To illustrate this constraint, the authors offer a sports analogy. A tennis player trying squash will adjust quickly enough to hit the ball because of shared motor skills, but she will initially swing the squash racket like a tennis racket. Only with extended practice will her technique become fully appropriate for squash. Similarly, neurons initially apply familiar activity patterns to a novel task and only slowly reshape those patterns toward ideal activity for the new skill.

“It takes time to train neurons to generate the ideal activity patterns,” said Byron Yu, associate professor of biomedical engineering and electrical and computer engineering at Carnegie Mellon. “When faced with a new task, the brain relies on patterns it already produces and uses them as effectively as possible for the moment.”

brain networks
Visualization of population activity patterns from an example experiment. Activity recorded before learning (black) and after learning (red) are shown as their two-dimensional output through the perturbed BCI mapping. Each point represents the cursor velocity that an activity pattern contributes to cursor movement according to the perturbed mapping. Image credit: researchers / Nature Neuroscience.

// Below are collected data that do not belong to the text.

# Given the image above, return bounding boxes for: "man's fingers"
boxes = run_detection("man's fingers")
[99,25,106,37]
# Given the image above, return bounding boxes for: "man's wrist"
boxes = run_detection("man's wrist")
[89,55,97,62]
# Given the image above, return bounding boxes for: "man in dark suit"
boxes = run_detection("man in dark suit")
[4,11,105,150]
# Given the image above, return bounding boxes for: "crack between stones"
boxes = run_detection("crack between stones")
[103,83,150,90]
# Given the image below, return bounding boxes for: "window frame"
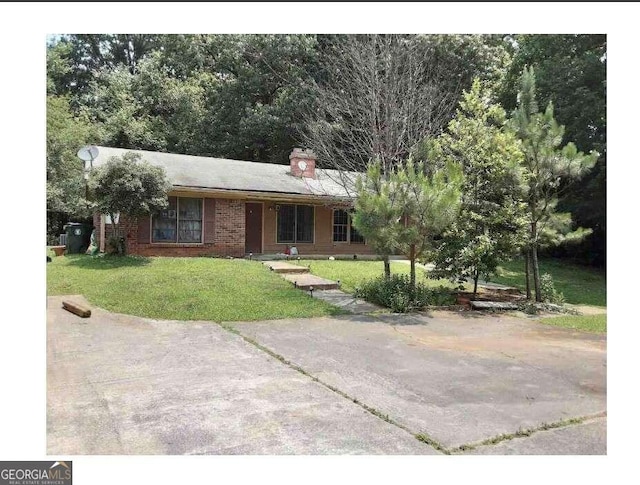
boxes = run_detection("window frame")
[151,197,204,244]
[276,204,315,244]
[332,208,365,245]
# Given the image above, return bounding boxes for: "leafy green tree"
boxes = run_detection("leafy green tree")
[418,79,527,296]
[89,152,172,254]
[351,162,404,279]
[394,159,463,291]
[47,95,99,242]
[509,67,599,301]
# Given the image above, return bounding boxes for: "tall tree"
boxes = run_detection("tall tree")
[510,67,598,301]
[301,34,457,183]
[500,34,606,266]
[420,79,527,296]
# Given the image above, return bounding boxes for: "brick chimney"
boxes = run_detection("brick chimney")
[289,148,316,178]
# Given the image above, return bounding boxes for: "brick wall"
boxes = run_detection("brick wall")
[213,199,245,256]
[93,197,246,257]
[93,196,375,257]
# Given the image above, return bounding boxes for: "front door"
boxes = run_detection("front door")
[245,202,263,254]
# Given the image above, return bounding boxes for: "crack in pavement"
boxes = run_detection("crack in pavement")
[219,321,603,455]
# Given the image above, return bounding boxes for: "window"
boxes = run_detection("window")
[333,209,365,244]
[277,204,314,244]
[152,197,203,243]
[332,209,348,242]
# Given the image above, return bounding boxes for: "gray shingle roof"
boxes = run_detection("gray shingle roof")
[90,146,357,199]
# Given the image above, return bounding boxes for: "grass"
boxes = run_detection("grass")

“When learning begins, the brain tends to reuse existing activity patterns rather than produce entirely new ones,” said Aaron Batista, associate professor in the Department of Bioengineering at the University of Pittsburgh. “Over a few hours, learning follows a suboptimal path: it remaps known patterns to new movements rather than creating the best possible pattern for the new task.”

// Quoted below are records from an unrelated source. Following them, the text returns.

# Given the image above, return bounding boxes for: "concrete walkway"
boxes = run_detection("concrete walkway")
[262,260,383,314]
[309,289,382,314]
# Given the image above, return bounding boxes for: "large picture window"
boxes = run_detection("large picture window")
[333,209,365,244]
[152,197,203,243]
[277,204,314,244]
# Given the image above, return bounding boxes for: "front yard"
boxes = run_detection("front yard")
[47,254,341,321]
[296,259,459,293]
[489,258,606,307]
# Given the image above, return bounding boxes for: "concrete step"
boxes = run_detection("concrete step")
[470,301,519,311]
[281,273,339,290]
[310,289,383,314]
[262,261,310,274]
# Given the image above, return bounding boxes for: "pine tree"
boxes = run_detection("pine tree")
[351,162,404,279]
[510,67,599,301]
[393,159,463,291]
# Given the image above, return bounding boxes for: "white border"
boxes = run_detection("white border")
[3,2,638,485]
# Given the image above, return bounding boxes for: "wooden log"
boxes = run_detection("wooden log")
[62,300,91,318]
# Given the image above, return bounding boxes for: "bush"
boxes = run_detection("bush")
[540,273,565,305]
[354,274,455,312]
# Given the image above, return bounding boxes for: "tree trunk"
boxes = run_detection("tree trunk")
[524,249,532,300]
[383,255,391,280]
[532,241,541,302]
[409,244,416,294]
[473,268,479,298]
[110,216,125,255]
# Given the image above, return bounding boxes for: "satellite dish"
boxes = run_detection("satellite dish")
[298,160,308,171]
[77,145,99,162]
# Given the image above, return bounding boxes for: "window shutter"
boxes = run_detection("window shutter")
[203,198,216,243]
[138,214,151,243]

Those findings help explain a common experience: initial gains in learning are often rapid but plateau before reaching high proficiency. Short-term learning gives the brain a way to cope quickly by reallocating known neural patterns, but achieving expert-level performance demands longer-term changes in circuit connectivity and activity that are harder and slower to produce.

“None of us predicted how limited learning would be on the scale of just a few hours,” said Matthew Golub, a postdoctoral researcher in electrical and computer engineering at Carnegie Mellon. “We were surprised that, when first adapting to a novel mapping, the brain does not choose the globally best strategy. Instead, it relies on a restricted repertoire of activity patterns and reassigns those patterns to new actions.”

About this neuroscience research article

The study was conducted in collaboration with the Center for Neural Basis of Cognition, a cross-university research and education program between Carnegie Mellon University and the University of Pittsburgh that combines expertise to study the neural and cognitive mechanisms underlying behavior and intelligence.

Source: Emily Durham – Carnegie Mellon University
Publisher: Organized by NeuroscienceNews.com
Image credit: Researchers / Nature Neuroscience
Original research: Abstract in Nature Neuroscience (doi: 10.1038/s41593-018-0095-3)

Cite this article

Carnegie Mellon University (2018, March 13). The Learning Brain Is Less Flexible Than We Thought. NeuroscienceNews.


Abstract

Learning by neural reassociation

Behavior arises from coordinated activity across populations of neurons. Learning requires those populations to produce different activity for a desired behavior. To examine how population activity reorganizes during learning, the authors recorded intracortical population activity in primary motor cortex of rhesus macaques during short-term learning with a brain–computer interface. Because the mapping from neural activity to cursor movement was known exactly, the experiments allowed precise tests of neural reorganization hypotheses. The results show that short-term changes in population activity follow a suboptimal strategy of reassociation: animals relied on a fixed set of activity patterns and reassigned those patterns to new movements after learning. These findings suggest the repertoire of activity patterns a neural population can generate is more constrained than previously thought and help explain why rapid acquisition of high proficiency is often difficult.